Ethiopia Is Keeping Its State of Emergency in Place
Freelance journalist and WPR contributor William Davison gives an update on the crisis following protests in Oromia & Amhara regions, the government’s response and the extended state of emergency.
In late March, lawmakers in Ethiopia voted unanimously to extend the country’s state of emergency for four more months. The emergency was first imposed last October as violence escalated following more than a year of anti-government protests. The protests have largely occurred in the Oromia and Amhara regions, the homelands of the country’s two biggest ethnic groups who complain of being marginalized by the central government. In an email interview, William Davison, an Addis Ababa-based freelance journalist and WPR contributor, gives an update on the crisis and the government’s response.
WPR: How has the crisis in Ethiopia evolved since last October, and did the decision to extend the state of emergency come as a surprise?
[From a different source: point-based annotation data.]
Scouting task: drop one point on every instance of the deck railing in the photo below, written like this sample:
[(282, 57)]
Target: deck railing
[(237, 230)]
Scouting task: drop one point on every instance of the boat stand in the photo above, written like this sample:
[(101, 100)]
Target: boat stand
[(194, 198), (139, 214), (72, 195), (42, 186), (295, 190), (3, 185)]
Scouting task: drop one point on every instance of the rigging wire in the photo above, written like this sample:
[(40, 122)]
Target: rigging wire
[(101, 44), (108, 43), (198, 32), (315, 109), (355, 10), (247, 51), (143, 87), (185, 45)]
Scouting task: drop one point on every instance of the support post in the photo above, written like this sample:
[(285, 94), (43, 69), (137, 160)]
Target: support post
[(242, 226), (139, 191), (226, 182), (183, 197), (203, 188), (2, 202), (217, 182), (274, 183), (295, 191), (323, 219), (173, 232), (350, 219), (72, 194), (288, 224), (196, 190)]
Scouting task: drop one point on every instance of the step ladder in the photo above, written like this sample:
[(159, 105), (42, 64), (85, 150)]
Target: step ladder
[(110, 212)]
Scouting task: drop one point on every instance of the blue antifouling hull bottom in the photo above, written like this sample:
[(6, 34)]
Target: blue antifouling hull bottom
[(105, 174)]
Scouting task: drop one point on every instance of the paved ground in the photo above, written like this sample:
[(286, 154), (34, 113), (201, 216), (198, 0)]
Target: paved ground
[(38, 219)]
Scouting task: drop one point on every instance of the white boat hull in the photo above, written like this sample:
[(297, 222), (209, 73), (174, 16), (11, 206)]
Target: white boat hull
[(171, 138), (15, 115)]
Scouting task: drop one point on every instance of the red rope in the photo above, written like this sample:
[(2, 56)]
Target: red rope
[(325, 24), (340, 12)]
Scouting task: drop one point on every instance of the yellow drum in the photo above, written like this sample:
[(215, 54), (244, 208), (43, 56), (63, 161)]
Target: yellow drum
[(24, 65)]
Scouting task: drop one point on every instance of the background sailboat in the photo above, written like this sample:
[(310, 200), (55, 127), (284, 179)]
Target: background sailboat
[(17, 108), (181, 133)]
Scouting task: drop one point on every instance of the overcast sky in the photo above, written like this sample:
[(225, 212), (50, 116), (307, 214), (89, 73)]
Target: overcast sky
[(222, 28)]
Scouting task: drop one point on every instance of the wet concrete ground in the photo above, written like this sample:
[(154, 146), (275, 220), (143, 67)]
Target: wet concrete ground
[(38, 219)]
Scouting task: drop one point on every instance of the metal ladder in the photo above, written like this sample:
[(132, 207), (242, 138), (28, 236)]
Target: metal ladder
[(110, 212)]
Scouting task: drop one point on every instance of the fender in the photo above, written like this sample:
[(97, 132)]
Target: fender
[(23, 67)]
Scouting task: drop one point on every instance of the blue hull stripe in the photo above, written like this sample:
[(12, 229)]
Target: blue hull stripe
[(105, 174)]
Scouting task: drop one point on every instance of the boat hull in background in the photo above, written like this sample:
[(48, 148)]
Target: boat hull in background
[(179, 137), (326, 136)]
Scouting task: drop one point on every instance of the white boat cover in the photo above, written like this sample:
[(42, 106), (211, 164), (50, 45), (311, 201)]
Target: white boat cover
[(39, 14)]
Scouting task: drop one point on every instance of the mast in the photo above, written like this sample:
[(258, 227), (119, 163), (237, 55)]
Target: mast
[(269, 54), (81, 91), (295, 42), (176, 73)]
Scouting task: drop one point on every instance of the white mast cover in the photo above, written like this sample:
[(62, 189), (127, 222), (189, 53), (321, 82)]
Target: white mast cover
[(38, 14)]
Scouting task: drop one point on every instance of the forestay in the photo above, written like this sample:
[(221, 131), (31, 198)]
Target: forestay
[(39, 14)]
William Davison: Since the state of emergency was declared by Ethiopia’s government on Oct. 9, there haven’t been any significant protests. The biggest direct challenge for the authorities appears to have been clashes with armed groups in the north of Amhara region, although the extent of the fighting there is unclear.
Despite the relative calm, it isn’t a surprise that the state of emergency has been extended. Last month the government suspended some of the more draconian measures, such as authorizing police to detain and search people without court proceedings. The government also revoked a dawn-to-dusk curfew near installations including infrastructure facilities and factories.
Extending the emergency means that it will be straightforward for the authorities to reintroduce such measures if protests reoccur, which is a possibility. Activists say there has been little substantive response to their demands. Moreover, the nature of the crackdown—in which 25,000 people were detained—has only exacerbated popular discontent. If they had removed the emergency decree entirely, it’s unclear how the government would have responded in the event of renewed demonstrations.
There is also a perception that the state of emergency handed greater power to an already influential security apparatus. This apparatus includes one of Africa’s most powerful militaries, which may be reluctant to relinquish its new authority.